Ce qui est moins évident à comprendre encore, c’est que les rares sociologues ayant écrit sur la guerre tandis qu’elle se déroulait avec quelques prétentions d’analyse sociologique sérieuse n’étaient souvent intéressés que par… le « monde d’après ». Comme c’est le cas aujourd’hui pour la pandémie de COVID‑19 – peut-être par analogie plus ou moins consciente –, la Grande Guerre n’a très tôt été appréhendée qu’au travers du monde neuf qu’il était évident qu’elle ferait naître. Gigantesque terrain de documentation et matière d’une expérience inédite, sanction empirique de l’histoire à toutes les théories sur la guerre formulées depuis le début du XIXe siècle, le conflit offrait pourtant une occasion unique d’engager les sciences sociales dans la révision ou l’approfondissement des connaissances produites jusque-là. Le rendez-­vous sera largement manqué par des sociologues professionnels qui, le plus souvent, observeront la Grande Guerre de loin et se préoccuperont surtout d’entrevoir le fonctionnement social global de la société française d’après-guerre, d’anticiper les continuités ou les ruptures introduites dans la vie sociale par un conflit qui fait largement figure de parenthèse et qui, en tout cas, ne constitue pas en lui-­même un objet d’investigation scientifique. L’objet central de la sociologie demeure le fonctionnement social « normal » ; la guerre ou les grandes crises ne sont perçues que comme des accidents, des anormalités passagères, sans intérêt propre pour la connaissance scientifique des sociétés.
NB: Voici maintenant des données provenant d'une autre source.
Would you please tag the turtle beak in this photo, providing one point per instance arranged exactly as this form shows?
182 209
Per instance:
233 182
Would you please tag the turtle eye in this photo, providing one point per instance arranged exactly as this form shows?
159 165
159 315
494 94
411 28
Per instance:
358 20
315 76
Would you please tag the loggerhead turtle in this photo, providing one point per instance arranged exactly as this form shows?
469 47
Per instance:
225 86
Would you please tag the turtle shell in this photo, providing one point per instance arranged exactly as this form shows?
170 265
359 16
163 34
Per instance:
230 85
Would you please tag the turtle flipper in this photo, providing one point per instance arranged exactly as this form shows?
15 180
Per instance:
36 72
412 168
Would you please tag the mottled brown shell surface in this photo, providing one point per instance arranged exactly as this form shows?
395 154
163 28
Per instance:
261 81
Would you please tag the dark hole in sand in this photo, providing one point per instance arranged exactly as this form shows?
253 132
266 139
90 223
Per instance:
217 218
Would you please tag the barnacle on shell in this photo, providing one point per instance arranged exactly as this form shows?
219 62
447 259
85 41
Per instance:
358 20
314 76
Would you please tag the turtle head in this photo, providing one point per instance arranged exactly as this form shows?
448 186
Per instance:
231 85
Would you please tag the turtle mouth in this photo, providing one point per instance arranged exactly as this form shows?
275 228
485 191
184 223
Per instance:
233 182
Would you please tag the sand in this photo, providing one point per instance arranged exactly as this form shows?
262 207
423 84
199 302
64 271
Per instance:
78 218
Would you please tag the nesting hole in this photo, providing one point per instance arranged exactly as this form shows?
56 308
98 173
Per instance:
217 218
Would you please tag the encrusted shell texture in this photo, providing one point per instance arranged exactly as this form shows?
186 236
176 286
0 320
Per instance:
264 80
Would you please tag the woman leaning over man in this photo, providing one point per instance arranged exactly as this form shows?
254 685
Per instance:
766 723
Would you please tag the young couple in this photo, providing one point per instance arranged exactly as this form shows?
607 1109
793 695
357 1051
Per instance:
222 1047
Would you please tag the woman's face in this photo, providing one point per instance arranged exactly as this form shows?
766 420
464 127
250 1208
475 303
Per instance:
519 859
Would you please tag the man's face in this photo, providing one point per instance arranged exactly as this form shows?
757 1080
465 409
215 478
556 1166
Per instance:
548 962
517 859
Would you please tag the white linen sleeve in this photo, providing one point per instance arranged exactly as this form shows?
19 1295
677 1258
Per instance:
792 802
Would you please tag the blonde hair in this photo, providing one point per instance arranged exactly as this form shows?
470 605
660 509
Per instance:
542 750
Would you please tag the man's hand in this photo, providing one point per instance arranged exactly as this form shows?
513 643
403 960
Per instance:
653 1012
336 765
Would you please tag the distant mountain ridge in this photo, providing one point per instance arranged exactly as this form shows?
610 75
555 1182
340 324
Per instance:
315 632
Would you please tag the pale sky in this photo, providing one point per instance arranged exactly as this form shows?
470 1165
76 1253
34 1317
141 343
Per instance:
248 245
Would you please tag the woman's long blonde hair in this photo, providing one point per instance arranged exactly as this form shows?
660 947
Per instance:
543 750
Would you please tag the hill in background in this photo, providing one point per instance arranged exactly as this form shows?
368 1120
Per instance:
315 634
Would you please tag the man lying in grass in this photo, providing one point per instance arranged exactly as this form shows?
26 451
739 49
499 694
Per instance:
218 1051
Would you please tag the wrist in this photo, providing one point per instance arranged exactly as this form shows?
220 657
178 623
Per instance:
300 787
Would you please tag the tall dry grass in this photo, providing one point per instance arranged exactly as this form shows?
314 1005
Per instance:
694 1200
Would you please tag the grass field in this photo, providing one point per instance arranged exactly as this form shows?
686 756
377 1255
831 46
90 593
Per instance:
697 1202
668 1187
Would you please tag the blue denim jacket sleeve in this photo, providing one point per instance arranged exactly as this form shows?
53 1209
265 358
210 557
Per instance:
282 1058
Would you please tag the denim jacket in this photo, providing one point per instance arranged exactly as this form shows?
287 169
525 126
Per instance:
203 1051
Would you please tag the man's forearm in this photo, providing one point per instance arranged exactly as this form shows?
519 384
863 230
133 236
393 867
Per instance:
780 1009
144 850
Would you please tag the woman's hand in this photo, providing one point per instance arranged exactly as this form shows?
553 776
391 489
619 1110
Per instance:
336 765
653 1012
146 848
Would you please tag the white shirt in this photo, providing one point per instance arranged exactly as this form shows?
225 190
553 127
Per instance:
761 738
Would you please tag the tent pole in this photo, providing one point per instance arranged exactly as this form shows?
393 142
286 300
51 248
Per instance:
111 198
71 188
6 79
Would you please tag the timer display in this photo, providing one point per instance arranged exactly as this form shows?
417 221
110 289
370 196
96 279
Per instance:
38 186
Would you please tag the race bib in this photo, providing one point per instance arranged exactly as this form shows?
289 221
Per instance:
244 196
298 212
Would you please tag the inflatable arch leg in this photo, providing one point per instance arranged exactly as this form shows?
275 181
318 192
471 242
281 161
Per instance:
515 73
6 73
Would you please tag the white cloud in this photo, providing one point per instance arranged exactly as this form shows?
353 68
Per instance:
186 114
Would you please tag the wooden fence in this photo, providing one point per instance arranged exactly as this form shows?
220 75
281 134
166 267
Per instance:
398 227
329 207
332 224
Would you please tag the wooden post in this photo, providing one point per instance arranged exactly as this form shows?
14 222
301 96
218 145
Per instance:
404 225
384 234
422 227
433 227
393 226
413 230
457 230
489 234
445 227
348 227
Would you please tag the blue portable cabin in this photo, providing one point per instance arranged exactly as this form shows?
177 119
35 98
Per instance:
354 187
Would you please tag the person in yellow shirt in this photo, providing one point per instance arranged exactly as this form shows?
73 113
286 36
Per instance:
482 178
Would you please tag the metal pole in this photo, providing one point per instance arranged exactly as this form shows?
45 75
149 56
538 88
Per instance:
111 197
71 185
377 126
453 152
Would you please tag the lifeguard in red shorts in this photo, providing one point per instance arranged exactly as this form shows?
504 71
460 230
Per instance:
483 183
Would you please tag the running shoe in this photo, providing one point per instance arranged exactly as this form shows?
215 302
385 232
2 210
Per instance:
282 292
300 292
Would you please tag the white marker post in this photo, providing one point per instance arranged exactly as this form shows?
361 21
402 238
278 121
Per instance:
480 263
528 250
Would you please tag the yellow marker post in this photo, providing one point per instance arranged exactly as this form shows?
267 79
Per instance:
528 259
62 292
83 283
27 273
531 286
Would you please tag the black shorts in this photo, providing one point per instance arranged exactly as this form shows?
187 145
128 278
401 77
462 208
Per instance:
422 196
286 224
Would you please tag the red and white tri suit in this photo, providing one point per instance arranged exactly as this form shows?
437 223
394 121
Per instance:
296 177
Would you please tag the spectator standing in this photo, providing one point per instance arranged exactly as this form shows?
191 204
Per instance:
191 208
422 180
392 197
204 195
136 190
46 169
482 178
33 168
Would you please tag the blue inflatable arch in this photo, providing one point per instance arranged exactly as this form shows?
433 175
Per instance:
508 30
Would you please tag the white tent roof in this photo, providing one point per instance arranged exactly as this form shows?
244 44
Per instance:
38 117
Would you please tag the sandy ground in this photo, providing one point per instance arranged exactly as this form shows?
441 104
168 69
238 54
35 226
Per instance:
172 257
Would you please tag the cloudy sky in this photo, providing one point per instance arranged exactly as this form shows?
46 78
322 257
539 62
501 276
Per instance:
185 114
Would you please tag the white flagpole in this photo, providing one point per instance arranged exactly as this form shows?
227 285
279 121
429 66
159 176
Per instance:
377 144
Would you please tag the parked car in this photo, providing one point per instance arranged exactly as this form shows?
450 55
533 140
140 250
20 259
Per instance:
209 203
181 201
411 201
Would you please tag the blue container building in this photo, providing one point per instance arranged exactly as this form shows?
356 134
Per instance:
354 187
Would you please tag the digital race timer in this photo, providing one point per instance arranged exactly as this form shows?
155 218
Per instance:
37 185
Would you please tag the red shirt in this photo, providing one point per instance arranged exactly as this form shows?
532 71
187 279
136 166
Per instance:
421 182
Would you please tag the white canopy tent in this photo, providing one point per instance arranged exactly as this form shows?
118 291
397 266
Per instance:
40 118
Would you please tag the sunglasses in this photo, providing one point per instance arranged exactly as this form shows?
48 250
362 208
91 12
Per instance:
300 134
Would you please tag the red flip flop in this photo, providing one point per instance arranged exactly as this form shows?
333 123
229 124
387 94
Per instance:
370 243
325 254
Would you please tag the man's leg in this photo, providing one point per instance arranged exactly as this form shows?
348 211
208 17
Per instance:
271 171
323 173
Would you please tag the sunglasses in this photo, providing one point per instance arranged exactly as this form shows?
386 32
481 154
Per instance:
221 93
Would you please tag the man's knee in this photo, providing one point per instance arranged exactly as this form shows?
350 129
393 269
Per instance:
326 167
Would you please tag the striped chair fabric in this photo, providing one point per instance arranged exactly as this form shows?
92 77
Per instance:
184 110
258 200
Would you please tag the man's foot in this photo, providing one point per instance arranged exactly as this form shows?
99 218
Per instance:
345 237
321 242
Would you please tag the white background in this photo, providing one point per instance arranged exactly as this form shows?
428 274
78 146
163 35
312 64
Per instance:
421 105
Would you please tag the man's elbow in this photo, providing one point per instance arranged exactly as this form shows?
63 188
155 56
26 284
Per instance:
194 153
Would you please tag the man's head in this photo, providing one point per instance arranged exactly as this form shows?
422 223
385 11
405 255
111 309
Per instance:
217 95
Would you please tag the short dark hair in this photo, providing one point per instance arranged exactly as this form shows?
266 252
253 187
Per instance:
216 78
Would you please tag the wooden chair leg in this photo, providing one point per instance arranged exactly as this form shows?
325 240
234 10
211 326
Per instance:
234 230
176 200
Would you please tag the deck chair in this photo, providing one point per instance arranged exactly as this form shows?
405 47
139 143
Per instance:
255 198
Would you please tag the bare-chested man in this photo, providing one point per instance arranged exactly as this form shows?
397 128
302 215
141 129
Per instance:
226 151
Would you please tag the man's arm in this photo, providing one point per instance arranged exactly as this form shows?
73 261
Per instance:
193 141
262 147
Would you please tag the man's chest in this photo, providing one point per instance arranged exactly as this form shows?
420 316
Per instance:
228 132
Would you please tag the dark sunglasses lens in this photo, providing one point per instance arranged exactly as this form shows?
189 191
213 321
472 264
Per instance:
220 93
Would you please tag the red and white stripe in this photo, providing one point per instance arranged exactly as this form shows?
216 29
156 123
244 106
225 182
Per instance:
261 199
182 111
Et ce sont surtout des officiers et des médecins militaires, amateurs de sociologie et de psychologie sociale naissante, ayant connu la vie au front, qui s’engageront à l’issue du conflit dans une démarche tendant à la scientificité et prenant la guerre et le combat comme réels objets d’investigation. La présence à l’avant non seulement permet l’expérience et l’observation empirique, mais aussi, par le jeu des effets de perspective, encourage à envisager le phénomène guerre à des échelles plus restreintes et à préférer à un discours sociologique tirant vers la philosophie sociale l’élaboration d’analyses plus techniques articulant les apports de la sociologie et de la psychologie.